This past Easter weekend I spent 5 hours on Saturday going through a firebox full of old diaries. All my teen years (into my early twenties) memories, thoughts and passions were recorded there in longhand and in pencil.
I'd kept that box for 3 decades, moving it when I moved, reading it when I forgot who I was. See, unknown to me at the time, I had a seizure disorder since birth that exploded after a car accident at 16. I lost all my long term and short term memory, except for about 20 minute's worth. I kept the box so that I wouldn't forget who I was again, or if I did, I could study my "cheat sheet" notes.
The problem with my method was those journals, while covering many years, were a snapshot in time. I was no longer that girl. Whenever my memory failed, it was like taking a computer back to default. All the progress I'd made disappeared and I was left to start over.
This weekend, I was able to see the threads of me in the writings: the connection to nature, animals & moon phases/astrology; the dreams that gave me insight into situations and people, and were often predictive of future events for myself and others; the fear of being "wiped clean" of sense of self and having to start anew, again; the disconnect from society and community, especially when people start conversations with "Who are you?" or "What do you do?" When you don't have an answer, people are dismissive.
I've decided to acknowledge my fill-in-the-blank past and take what lessons I can from it to move forward. Even though I've always thought that holding on to this past (my dark little secret) was necessary, I realized that I must leave the shore for lands unknown. With me, I'll carry the quirky pieces of myself that resurface, whether memory fails me or not.
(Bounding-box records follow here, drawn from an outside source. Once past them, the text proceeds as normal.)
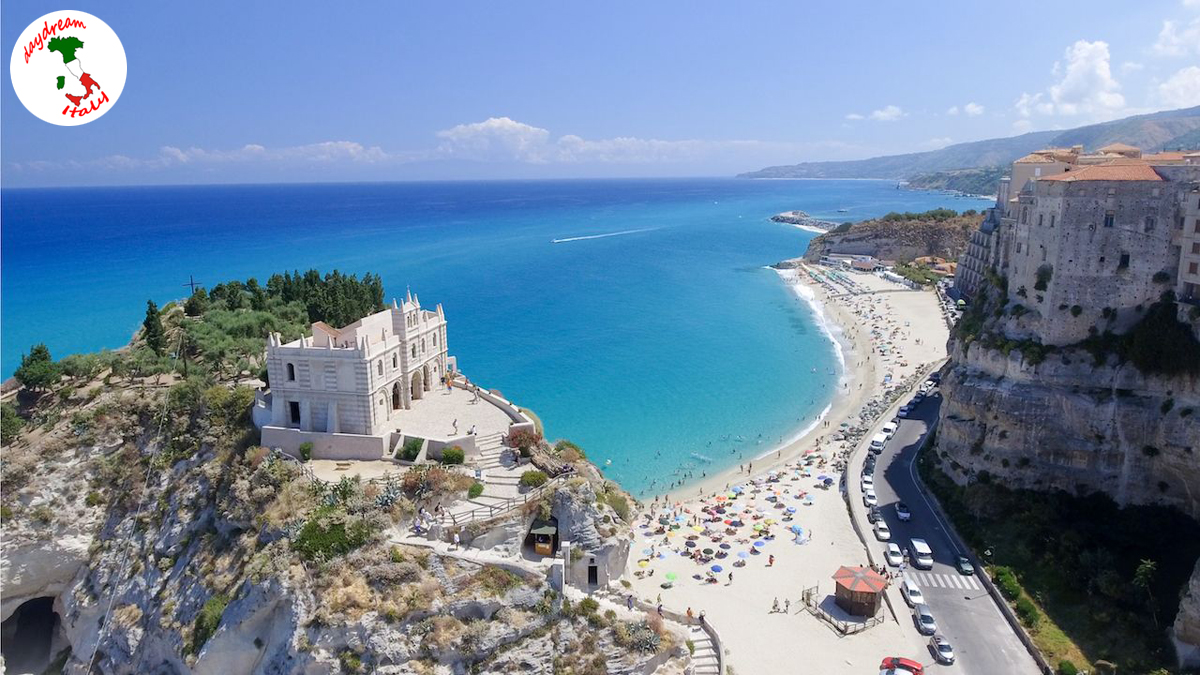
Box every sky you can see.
[0,0,1200,187]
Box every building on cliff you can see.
[956,144,1200,345]
[263,285,456,455]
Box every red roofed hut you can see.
[833,567,888,616]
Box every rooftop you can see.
[1038,162,1163,183]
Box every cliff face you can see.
[937,342,1200,519]
[804,216,980,262]
[0,383,672,674]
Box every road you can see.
[851,389,1039,675]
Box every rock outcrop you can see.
[804,215,980,262]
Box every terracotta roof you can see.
[833,567,888,593]
[1100,143,1141,153]
[1038,162,1163,183]
[312,321,342,338]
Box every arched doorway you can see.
[413,370,425,401]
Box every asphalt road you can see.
[854,389,1039,675]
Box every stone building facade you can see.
[266,293,454,436]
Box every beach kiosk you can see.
[526,518,558,557]
[833,567,888,616]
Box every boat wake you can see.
[550,227,658,244]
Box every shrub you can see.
[192,593,229,653]
[521,468,550,488]
[1016,598,1042,628]
[400,438,425,461]
[292,507,372,561]
[0,404,25,447]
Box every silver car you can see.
[929,635,954,665]
[912,603,937,635]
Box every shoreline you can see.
[642,268,878,503]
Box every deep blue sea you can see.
[0,179,988,494]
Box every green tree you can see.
[142,300,167,357]
[13,344,59,389]
[1133,558,1158,628]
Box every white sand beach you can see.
[628,268,948,675]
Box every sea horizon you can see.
[2,178,986,496]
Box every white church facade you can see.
[263,285,455,456]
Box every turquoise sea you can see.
[0,179,988,495]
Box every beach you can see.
[628,265,948,675]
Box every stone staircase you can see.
[688,626,721,675]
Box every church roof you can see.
[1038,162,1163,183]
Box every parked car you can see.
[883,544,904,567]
[929,635,954,665]
[912,603,937,635]
[880,656,925,675]
[900,577,925,607]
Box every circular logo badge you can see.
[8,10,127,126]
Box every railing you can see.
[434,478,560,527]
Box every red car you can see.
[880,656,925,675]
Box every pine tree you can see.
[142,300,167,357]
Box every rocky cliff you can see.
[804,211,982,262]
[0,381,688,674]
[936,270,1200,665]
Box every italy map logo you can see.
[8,10,128,126]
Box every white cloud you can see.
[1158,66,1200,108]
[1015,40,1126,119]
[1154,17,1200,56]
[871,106,905,121]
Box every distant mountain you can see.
[739,106,1200,179]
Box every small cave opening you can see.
[0,597,66,673]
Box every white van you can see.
[871,432,888,454]
[908,539,934,569]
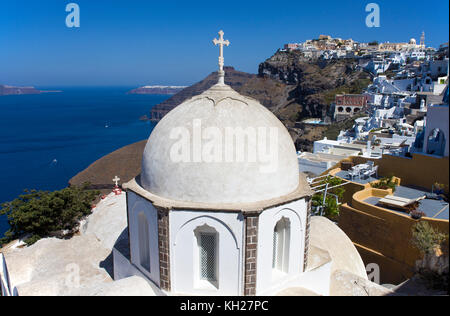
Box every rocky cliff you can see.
[150,51,371,150]
[258,51,370,120]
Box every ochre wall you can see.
[323,154,449,284]
[339,188,449,284]
[326,154,449,192]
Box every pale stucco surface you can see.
[309,216,367,280]
[141,84,299,204]
[80,192,127,249]
[3,194,155,296]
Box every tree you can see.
[412,221,448,255]
[0,184,100,245]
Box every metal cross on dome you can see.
[213,30,230,83]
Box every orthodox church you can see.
[114,31,312,295]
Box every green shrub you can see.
[0,184,99,245]
[312,177,345,219]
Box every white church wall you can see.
[169,210,244,295]
[113,248,167,296]
[0,253,11,296]
[256,199,307,295]
[127,192,160,285]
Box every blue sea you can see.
[0,87,168,236]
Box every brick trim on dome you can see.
[244,215,259,296]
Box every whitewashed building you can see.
[114,33,316,295]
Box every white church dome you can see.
[140,82,299,204]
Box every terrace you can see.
[364,186,449,220]
[335,163,449,221]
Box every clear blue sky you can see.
[0,0,449,86]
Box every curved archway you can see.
[171,214,241,295]
[272,217,291,273]
[427,128,445,156]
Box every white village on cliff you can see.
[0,31,449,296]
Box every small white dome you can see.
[140,84,299,204]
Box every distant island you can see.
[0,84,61,95]
[128,86,187,95]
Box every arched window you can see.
[199,233,217,282]
[138,212,150,272]
[272,217,291,273]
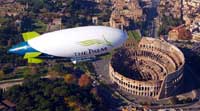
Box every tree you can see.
[78,74,91,87]
[64,74,77,84]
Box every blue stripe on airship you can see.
[8,42,39,55]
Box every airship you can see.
[8,26,127,64]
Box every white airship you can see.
[8,26,127,63]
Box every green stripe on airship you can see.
[79,38,112,46]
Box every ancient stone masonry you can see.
[109,37,185,99]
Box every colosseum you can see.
[109,37,185,99]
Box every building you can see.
[110,0,144,29]
[168,25,192,40]
[157,0,182,19]
[109,37,185,99]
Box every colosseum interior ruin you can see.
[109,37,185,99]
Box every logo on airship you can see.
[79,37,113,47]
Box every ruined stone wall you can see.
[109,37,185,99]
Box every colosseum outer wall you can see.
[109,37,185,99]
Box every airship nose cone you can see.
[8,42,36,55]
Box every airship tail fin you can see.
[24,52,43,64]
[22,32,40,41]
I've decided to learn all I can from my struggles with identity and recurring memory struggles. I'm going back to my early, post-trauma roots: writing. I'm going to write the book on the struggle with identity for people with memory loss. God willing, I can help someone else find the lessons earlier and live a well-rounded life with more ease. Please send me good thoughts as I write the first draft over the next couple of months.
As a preview of one kind of memory issue I'll be discussing, see this quote from http://www.theatlantic.com/health/archive/2012/12/amnesia-and-the-self-that-remains-when-memory-is-lost/266662/ :
"...retrograde amnesia. This is the kind of amnesia that is most often dredged up as a plot element in bad comedies and cheap mystery stories; so-and-so gets hit on the head and then can't remember who he is anymore, wanders around aimlessly, finding himself in zany predicaments, until he gets hit on the head again and his memory remarkably returns. This almost never occurs in real life. Although retrograde amnesia is real, it's usually the result of a tumor, stroke, or other organic brain trauma. It isn't restored by a knock on the head. Because they can still form new memories, patients with retrograde amnesia are acutely aware that they have a cognitive deficit, are painfully knowledgeable about what they are losing."
If you want to experience my life in some way, watch Drew Barrymore in 50 First Dates.